I’ve been having some doubts about the Trials of Apollo series. It doesn’t have a terribly interesting heroic character or group, it seems to rely too much on the popularity of previous series’ characters and events, and the plot’s been dragging for two books so far. I was ready to give up after this one. I’m still not sure, so maybe that’s in favor of The Burning Maze?
Apollo, Meg, and Grover are still searching for oracles to free and evil emperors to defeat. They’ve already encountered and survived two, but not really defeated Nero and Commodus. The third emperor is revealed here and I have to admit that even though we don’t really get to meet Caligula, I kind of like how he’s characterized, as not actually crazy but as really astute. This could, if handled well, make for a really good eventual confrontation. The worry for me is that I still don’t care for Apollo/Lester or Meg, and I really doubt that Grover will get to be the one to defeat the final boss. This means I want the villain to be good, but I don’t like any of the main two heroes well enough to want them to win. Maybe there will be someone new introduced in the next book who will be more interesting and worth rooting for.
I’m also not quite sure what’s going on with the oracle rescues but that’s seems to be really in the background. Maybe that’s part of the problem, that the main quest is not really the focus but rather just surviving the villains. Accompanying this problem is the real lack of development in either Meg or Apollo/Lester. Maybe bringing back the focus on the oracles and the actual rescuing of them would be helpful to bringing some meaning or reason to keep following the series.

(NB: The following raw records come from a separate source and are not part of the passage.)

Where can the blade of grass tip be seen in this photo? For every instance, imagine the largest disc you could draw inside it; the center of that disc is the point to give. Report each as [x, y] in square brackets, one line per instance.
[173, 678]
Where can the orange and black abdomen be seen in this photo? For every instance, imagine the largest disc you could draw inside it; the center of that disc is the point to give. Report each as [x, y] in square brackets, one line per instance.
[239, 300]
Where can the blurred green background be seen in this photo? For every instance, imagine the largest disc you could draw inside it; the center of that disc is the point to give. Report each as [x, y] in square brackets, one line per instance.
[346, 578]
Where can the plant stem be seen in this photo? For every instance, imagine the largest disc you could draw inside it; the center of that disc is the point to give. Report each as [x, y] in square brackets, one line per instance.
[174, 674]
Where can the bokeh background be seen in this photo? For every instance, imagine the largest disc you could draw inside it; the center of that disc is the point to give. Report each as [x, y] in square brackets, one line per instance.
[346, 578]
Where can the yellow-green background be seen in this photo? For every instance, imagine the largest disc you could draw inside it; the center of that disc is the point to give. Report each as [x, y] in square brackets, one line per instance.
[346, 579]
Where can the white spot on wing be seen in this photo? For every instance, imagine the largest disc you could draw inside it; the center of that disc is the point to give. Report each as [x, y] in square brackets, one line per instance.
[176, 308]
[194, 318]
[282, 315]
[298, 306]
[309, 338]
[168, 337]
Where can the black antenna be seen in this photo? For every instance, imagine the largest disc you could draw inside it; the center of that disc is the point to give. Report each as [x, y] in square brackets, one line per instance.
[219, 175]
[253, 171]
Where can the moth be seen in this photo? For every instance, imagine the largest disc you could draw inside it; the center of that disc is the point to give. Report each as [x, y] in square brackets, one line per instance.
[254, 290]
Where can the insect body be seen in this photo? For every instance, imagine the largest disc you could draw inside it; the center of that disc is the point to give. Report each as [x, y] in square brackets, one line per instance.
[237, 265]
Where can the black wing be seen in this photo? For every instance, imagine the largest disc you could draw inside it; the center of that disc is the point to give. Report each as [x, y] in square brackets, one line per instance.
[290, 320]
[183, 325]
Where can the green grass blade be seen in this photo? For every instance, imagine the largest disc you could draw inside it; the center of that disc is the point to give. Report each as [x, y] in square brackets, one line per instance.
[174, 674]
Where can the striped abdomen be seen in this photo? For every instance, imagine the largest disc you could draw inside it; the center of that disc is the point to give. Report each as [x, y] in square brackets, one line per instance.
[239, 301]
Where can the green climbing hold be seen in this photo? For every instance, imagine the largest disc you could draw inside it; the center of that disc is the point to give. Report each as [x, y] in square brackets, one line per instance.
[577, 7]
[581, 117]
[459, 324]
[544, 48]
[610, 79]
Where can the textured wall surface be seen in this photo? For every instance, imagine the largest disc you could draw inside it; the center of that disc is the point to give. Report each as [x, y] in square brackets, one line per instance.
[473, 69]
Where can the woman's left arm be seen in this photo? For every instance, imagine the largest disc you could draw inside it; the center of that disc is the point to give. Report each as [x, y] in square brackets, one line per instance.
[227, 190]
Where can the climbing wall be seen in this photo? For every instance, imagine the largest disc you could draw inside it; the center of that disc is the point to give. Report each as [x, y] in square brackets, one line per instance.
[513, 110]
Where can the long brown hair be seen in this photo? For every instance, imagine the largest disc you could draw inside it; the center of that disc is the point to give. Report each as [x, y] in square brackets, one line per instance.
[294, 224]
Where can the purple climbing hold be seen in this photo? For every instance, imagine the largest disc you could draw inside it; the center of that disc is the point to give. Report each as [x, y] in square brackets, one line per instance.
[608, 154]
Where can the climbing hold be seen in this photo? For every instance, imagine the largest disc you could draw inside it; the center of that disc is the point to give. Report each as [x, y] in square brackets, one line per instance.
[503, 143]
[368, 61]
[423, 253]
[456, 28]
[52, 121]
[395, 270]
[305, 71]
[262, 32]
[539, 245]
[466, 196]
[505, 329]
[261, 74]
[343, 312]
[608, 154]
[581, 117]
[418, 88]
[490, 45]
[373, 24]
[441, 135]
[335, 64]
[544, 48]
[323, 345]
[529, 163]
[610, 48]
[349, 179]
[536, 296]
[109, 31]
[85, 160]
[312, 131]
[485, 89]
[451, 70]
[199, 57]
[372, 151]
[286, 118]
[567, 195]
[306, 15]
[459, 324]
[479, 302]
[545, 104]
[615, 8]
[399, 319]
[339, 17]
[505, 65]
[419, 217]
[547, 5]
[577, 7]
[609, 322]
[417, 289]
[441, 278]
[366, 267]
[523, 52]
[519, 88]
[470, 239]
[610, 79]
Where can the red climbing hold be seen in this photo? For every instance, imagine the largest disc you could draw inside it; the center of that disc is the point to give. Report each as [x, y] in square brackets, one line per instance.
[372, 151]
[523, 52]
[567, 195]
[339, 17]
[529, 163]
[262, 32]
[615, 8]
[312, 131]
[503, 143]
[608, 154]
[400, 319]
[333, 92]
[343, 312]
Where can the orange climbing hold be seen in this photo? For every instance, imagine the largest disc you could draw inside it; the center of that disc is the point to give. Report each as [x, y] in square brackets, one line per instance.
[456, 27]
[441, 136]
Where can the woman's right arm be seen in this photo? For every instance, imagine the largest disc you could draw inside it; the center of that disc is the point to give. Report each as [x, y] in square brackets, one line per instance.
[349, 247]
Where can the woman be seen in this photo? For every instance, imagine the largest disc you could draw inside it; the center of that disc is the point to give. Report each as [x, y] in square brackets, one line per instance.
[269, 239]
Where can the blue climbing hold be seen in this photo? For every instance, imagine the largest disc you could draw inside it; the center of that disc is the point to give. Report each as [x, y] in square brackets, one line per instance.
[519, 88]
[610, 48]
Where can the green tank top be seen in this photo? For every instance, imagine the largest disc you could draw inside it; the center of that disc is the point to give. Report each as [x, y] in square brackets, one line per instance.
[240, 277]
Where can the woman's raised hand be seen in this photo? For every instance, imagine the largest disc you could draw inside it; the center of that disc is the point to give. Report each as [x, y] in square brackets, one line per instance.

So the big surprise here is that Rick Riordan actually kills off a main character. Sort of main character who certainly is described as genuinely, permanently, actually dead. More of a main character from the Heroes of Olympus series who gets brought in as a side character here, only to die in a rather uninformative way. Usually when you kill one of the good guys, there’s clear reason and purpose, and that’s not quite as clear as I’d like. Yes what {spoilers} does is stay behind so that everyone else can escape, but given what other information about what {xxxx} has been suggested, offing them without real detail just seems a little pointless.